Algo tienen los debates que suscita el proceso contra nuestro Fiscal General del Estado, que traspasan fronteras. Ayer mismo, un colega estadounidense me agarró del brazo y, algo consternado, me dijo: "Hay una cosa que no entiendo de los españoles". Fue una de esas frases que se dicen de repente, con la coronilla despeinada, como saliendo de un profundo sueño, y que si se escuchan con acento guiri sólo pueden provocar ternura. "¿El aranés?". "No, vuestro sistema de Justicia".
Yo soy capaz de comprender muchas cosas. He llegado a empatizar tanto con el llanto apátrida del rey emérito que casi abogo por el retorno del derecho de pernada. Pero hay preguntas imprevistas que, si me las lanzan a mitad de un miércoles, con la modorra de después de comer, todavía consiguen que en mi cerebro resuene el soniquete de reinicio de Microsoft.
—¿Nuestro sistema de Justicia?
—Sí. Tengo entendido que aquí los acusados tienen derecho a mentir.

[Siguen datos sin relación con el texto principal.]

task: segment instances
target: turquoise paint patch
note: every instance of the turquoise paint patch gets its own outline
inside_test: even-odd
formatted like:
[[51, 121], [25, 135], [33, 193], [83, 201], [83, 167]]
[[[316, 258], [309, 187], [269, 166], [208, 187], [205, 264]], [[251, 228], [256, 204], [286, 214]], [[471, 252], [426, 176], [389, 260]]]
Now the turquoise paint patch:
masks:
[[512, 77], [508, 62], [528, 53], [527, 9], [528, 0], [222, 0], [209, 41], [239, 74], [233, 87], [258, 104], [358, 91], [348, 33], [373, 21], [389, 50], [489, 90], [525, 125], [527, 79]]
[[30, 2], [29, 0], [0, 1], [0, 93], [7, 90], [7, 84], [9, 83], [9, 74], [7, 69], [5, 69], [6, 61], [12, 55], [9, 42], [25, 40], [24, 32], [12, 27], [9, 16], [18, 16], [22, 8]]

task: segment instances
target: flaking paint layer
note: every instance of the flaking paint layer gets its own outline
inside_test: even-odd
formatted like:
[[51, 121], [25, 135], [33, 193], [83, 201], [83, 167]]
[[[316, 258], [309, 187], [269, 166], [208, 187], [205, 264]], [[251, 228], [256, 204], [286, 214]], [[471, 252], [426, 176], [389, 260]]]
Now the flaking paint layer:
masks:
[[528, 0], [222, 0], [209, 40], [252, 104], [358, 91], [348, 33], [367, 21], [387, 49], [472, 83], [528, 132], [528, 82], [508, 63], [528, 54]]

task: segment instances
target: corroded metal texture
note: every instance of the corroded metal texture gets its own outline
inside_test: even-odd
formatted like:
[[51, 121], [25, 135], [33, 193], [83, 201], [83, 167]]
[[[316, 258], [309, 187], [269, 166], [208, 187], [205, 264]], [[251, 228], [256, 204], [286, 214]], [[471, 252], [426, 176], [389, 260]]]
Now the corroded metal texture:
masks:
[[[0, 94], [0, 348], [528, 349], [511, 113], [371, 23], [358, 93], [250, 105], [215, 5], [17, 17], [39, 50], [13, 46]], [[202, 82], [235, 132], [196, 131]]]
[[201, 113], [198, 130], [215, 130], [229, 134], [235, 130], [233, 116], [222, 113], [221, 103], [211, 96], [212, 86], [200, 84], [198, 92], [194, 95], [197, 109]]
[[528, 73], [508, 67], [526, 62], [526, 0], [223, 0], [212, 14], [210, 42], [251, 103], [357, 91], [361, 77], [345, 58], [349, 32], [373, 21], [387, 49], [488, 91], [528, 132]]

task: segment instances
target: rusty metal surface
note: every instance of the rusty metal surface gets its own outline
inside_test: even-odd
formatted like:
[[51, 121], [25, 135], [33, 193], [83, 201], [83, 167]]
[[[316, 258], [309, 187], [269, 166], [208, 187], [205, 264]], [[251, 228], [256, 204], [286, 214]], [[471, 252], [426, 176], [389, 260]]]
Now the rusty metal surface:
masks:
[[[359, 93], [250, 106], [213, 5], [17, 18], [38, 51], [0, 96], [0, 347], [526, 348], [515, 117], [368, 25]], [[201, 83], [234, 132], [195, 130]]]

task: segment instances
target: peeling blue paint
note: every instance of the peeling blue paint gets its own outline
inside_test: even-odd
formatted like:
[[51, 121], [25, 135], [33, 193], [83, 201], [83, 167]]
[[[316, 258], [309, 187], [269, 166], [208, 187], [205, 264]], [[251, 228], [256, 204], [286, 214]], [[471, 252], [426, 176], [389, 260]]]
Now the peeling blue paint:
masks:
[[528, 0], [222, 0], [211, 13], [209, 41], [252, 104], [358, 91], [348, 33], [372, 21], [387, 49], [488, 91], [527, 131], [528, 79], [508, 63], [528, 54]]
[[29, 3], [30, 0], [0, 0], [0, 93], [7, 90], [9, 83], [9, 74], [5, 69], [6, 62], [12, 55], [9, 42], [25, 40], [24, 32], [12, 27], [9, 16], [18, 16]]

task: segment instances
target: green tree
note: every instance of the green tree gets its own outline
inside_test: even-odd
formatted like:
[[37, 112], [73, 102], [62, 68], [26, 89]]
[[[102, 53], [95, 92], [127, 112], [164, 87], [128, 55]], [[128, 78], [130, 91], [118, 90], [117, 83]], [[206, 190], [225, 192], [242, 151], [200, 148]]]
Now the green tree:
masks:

En ese momento yo ya me excusé y me encerré en el baño, para preguntarle todo lo posible sobre el tema a ChatGPT. Volví con la sonrisa de quien se ha aprendido el temario del examen a base de redactar chuletas. Le expliqué que no se trata de una particularidad nuestra, sino una herencia de la Ilustración europea. Que aquí también, como en su tierra, preferimos a diez culpables en la calle que a un inocente entre rejas. Que nadie debería verse obligado a testificar en su propia contra y que, dado que quien acusa debe ser el que demuestre la culpabilidad del acusado, y no el acusado su inocencia, nuestro ordenamiento jurídico nos otorga derechos tal vez contraintuitivos, pero profundamente just…
—No, si a mí lo que me intriga —me cortó— es que en un ecosistema como el vuestro, tan garantista, haya surgido un adalid de la verdad como el fiscal García Ortiz.
Entonces me explicó lo previsible. Me relató el "Caso González Amador" siguiendo el hilo que había leído en algunos titulares de prensa. Me recitó que lo único seguro es que la pareja de la presidenta de la Comunidad de Madrid es un defraudador confeso —"así lo reconocía su abogado en la negociación del pacto de conformidad filtrado"—, que su jefe de Gabinete es un intoxicador mentiroso —"así enfangó cuando aireó que dicho pacto había partido de la Fiscalía, y no al revés, como probó la filtración"—. Y que el Fiscal General del Estado es un servidor público al que están juzgando injustamente por el simple hecho de haber desmentido un bulo.
—Claro que —terminó después—, ahí viene lo que no entiendo. ¿El sistema español qué prioriza exactamente: la verdad, o los derechos de defensa y de intimidad de los acusados?
—Yo lo que no entiendo —me limité a responder— es que alguien que viene de la vanguardia del mundo pueda estar tan desactualizado. Si hubieras leído en los mismos medios los últimos pormenores del juicio sabrías que filtrar secretos vuelve a ser un delito gravísimo otra vez. Pero un delito, al fin y al cabo, que no cometió García Ortiz, sino, probablemente, la fiscal que le reprochó que se filtrasen. Ah, y que todo ha derivado, en realidad, en una causa inaudita contra los periodistas. Esos que, no siendo obligados en ningún momento a revelar sus fuentes para exculpar a García Ortiz, consideran, pese a todo, amenazado su derecho a protegerlas.